IfL announces self-funding arrangements
Tuesday 8 February 2011
The Institute for Learning (IfL) has announced changes to its membership funding arrangements, as part of its transition to being a fully self-financed professional body. All teachers and trainers in the further education and skills sector will be asked to pay their own subscription fees from 1 April 2011. The standard fee will be £68 a year for Members, Affiliates and Associates, and £95 a year for Fellows. Concessionary rates will be available to members who have retired from the profession; are on a low income; are unemployed at the time of renewing their membership; or are undertaking a full‑time, pre-service teaching qualification. IfL is aware that some colleges and providers may support individual teachers and trainers by reimbursing part or all of their fees. Where individuals pay, they may claim tax relief.
For the membership year starting 1 April 2011, IfL has negotiated a transition grant from the government, most of which will be used to give members an 18-month membership for the price of 12 months. This will in future years bring the membership renewal date in line with the annual continuing professional development (CPD) declaration, thus simplifying members’ transactions with IfL.
The fee levels have been decided with the support of IfL’s Advisory Council, after careful research, consultation and consideration of the resources needed for IfL to provide cost-effective professional benefits and services to members and regulatory functions for the sector. These distinctive benefits include:
· REfLECT, IfL’s online personal learning space and e-portfolio, currently used by over 107,000 members to plan, record and share their CPD
· The conferral of the professional status of Qualified Teacher Learning and Skills (QTLS) or Associate Teacher Learning and Skills (ATLS) through IfL’s supportive system of professional formation
· The IfL Volunteer Connections programme, through which a growing network of some 700 IfL members benefit from a dedicated CPD programme designed by IfL, in return for supporting the CPD of teachers and trainers at a local level, in their workplace
· A network of advisers, based within Centres for Excellence in Teacher Training (CETTs), who provide information, advice and guidance for IfL members at a regional level
· The protection afforded to the profession, learners, employers and the public interest through IfL’s Code of Professional Practice and the systems for administering disciplinary procedures
· The regular dissemination of news and policy updates; member journals; practice-based case studies and impact studies
· A range of support for CPD, and the annual review of CPD, showcasing excellent teaching and training
· IfL’s advocacy and policy work with the government, employers, stakeholders and policymakers, through which it promotes the highest standards of teaching and learning; influences key policy and funding decisions; gives teachers and trainers an effective voice; raises their status and strengthens the regard in which the profession and their teaching and training of learners is held.
Toni Fazaeli, chief executive of IfL, said, “Like many other professionals, including midwives, accountants and lawyers, teachers and trainers are required to be members of their professional body, and will now be required to pay their own fee. IfL membership is a ‘licence to practise’, providing reassurance that teachers and trainers remain in good professional standing, are supported in their professional practice and can be prevented from practising if there is a serious breach of the IfL Code of Professional Practice.
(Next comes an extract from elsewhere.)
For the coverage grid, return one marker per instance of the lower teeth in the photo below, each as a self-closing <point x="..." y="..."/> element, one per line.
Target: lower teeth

“The government’s Skills for Growth white paper, published in November 2009, indicated that IfL would be expected to become self-financing. The subsidy received from public funds in the last three years has helped IfL to establish an efficient infrastructure to support the provision of member benefits and regulatory functions. We can now look forward to fulfilling our role as a strong, independent professional body, capable of being a critical friend to the government, while giving informed challenge. Our mission is clear – that IfL members will be known as excellent dual professionals – as teachers and trainers and as up-to-date subject or vocational experts for learners across further education and skills.”
1. Membership fees are tax-deductible. After tax relief at 20 per cent, the standard membership will cost £54.40, and £76 for Fellows. Standard membership for 2011–12 will cover 18 months, rather than 12, which after tax relief equates to 70 pence a week.
2. IfL benchmarked its work as a professional body with regulatory functions against other comparable organisations; this included an analysis of the range and type of subscription models used by other professional and membership bodies. The membership fee of £68 falls towards the lower end of comparable organisations, where the range was between £65 and £200, with a few having considerably higher fees than this.